Dr. Rodríguez del Pozo’s innovative educational initiatives have included organizing and moderating debates on current controversial health topics for second-year pre-medical students in the Medical Ethics and the Humanities course. In 2006, the students argued for and against the motion: “This House believes that Terry Schiavo had the right to die by having her feeding tube removed”. The topic for the second debate, held in February 2007, was whether or not medical drugs that enhance mood and cognition should be made available over the counter. Dr. Rodríguez del Pozo has vigorously promoted these debates as an important way to foster academic and civic values.
Currently, a rotation in Medical Ethics for fourth-year medical students is being developed to match WCM’s new curriculum in Qatar.

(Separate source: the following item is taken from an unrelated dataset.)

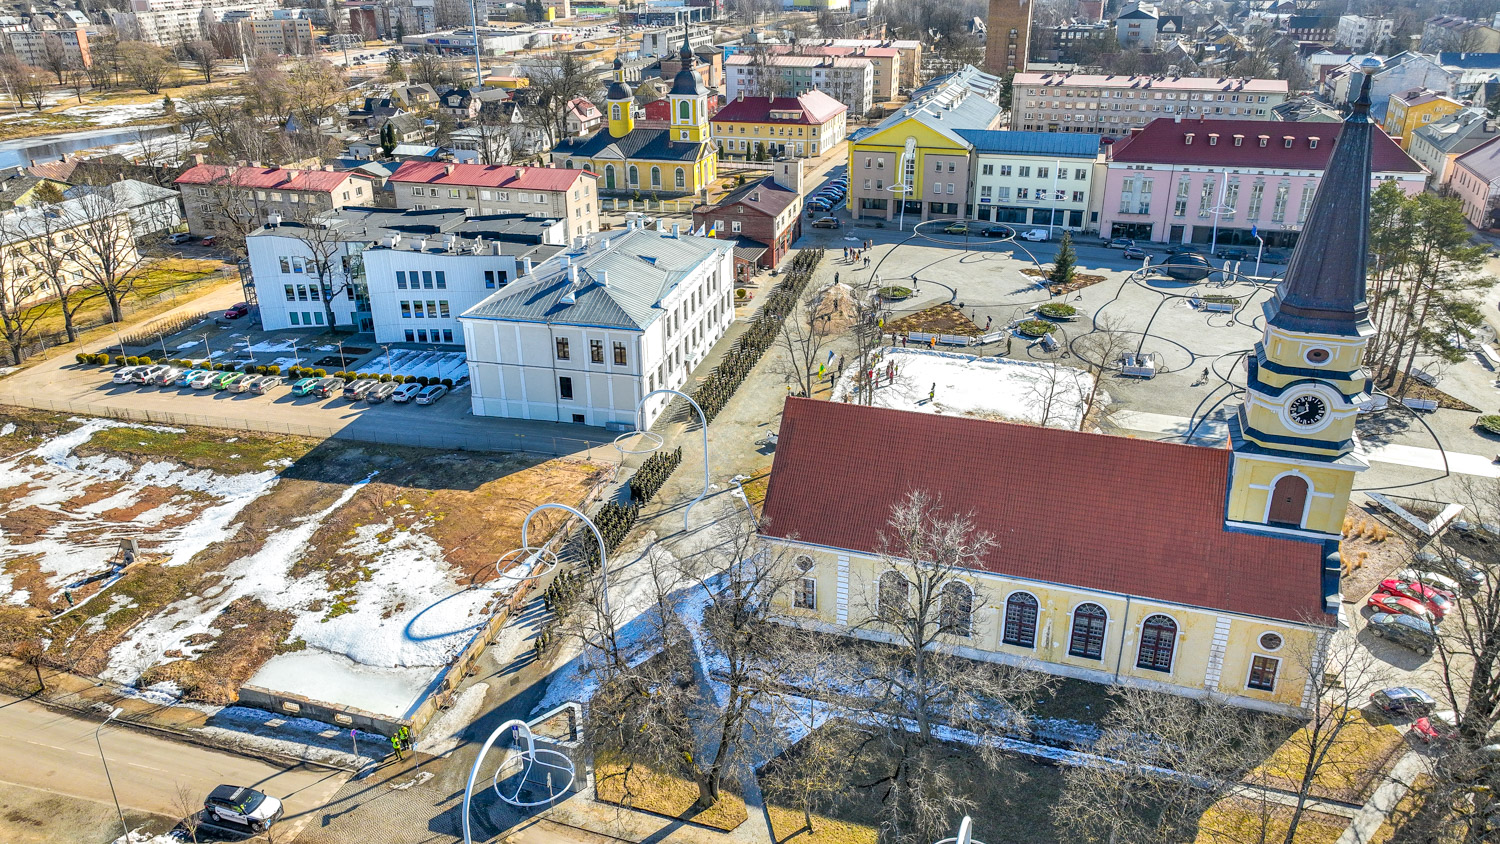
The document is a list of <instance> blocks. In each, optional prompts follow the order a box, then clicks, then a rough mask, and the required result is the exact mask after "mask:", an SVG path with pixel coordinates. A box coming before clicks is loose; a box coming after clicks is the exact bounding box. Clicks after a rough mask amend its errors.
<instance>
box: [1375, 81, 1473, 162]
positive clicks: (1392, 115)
mask: <svg viewBox="0 0 1500 844" xmlns="http://www.w3.org/2000/svg"><path fill="white" fill-rule="evenodd" d="M1463 108H1464V103H1461V102H1458V100H1457V99H1452V97H1448V96H1443V94H1440V93H1437V91H1430V90H1427V88H1416V90H1410V91H1406V93H1400V94H1391V103H1389V105H1388V106H1386V123H1385V126H1383V129H1385V130H1386V135H1391V136H1392V138H1395V139H1397V142H1398V144H1401V148H1403V150H1406V148H1410V147H1412V133H1413V132H1416V130H1418V129H1421V127H1422V126H1427V124H1428V123H1433V121H1434V120H1439V118H1442V117H1448V115H1449V114H1454V112H1455V111H1463Z"/></svg>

At the request of Dean Antonio M. Gotto, Jr., M.D., D.Phil. (now Dean Emeritus), Dr. Fins chaired a special committee of 18 faculty and two student leaders from both the New York City and Doha, Qatar campuses of Weill Cornell Medical College to craft an updated version of the Hippocratic Oath. The committee was composed of a diverse and distinguished group including Dean Gotto, Carol L. Storey-Johnson, M.D., Senior Associate Dean for Education, Alvin I. Mushlin, M.D., Sc.M., Chair of the Department of Public Health; Pablo Rodriguez del Pozo, M.D., J.D., Ph.D., Assistant Professor of Public Health - Qatar; Donna DiMichele, M.D., Associate Professor of Public Health, Oliver Fein, M.D., Professor of Clinical Public Health, and The Reverend Curtis Hart, M.Div., Lecturer in Public Health. The new oath was unveiled at Commencement ceremonies in June 2005.

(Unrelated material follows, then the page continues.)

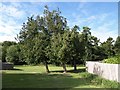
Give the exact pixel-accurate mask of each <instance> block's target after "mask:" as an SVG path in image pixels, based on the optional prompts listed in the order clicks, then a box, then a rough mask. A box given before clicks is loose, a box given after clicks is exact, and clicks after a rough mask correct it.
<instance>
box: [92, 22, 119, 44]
mask: <svg viewBox="0 0 120 90" xmlns="http://www.w3.org/2000/svg"><path fill="white" fill-rule="evenodd" d="M111 25H112V23H111V22H109V23H104V24H103V25H101V26H99V27H97V28H92V30H91V32H92V35H94V36H96V37H97V38H98V39H100V41H101V42H104V41H106V40H107V38H109V37H112V38H113V39H114V40H116V38H117V36H118V33H117V30H118V29H117V27H116V29H115V30H112V29H111Z"/></svg>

The original Hippocratic Oath has been revised many times to reflect changes in medical practice. Historically, these revisions have been undertaken by individuals or professional associations. The new Weill Cornell Medicine oath is distinctive because it represents an institutional effort. New emphases in the revised oath address the doctor’s responsibilities and duties to serve as advocate for their patients, champion social justice for the sick, and forge strong bonds throughout the healing process. It also fosters trust and respect within the profession by including a pledge to help sustain colleagues in their service to humanity. The committee worked to achieve a balance between archaic and modern forms of expression and also replaced phrases that have a religious connotation with more ecumenical expressions.
The revised oath ends on a more positive note than the classical version, which threatens retribution for any doctor who transgressed the oath and swore falsely. Revised, it reads: “I now turn to my calling, promising to preserve its finest traditions, with the reward of a long experience in the joy of healing.” It concludes: “I make this vow freely and upon my honor,” again underscoring personal responsibility as a guidepost in one’s profession.
Read the full press release here.
The oath has also been printed on the back of t-shirts being sold at the Weill Cornell Medical College bookstore.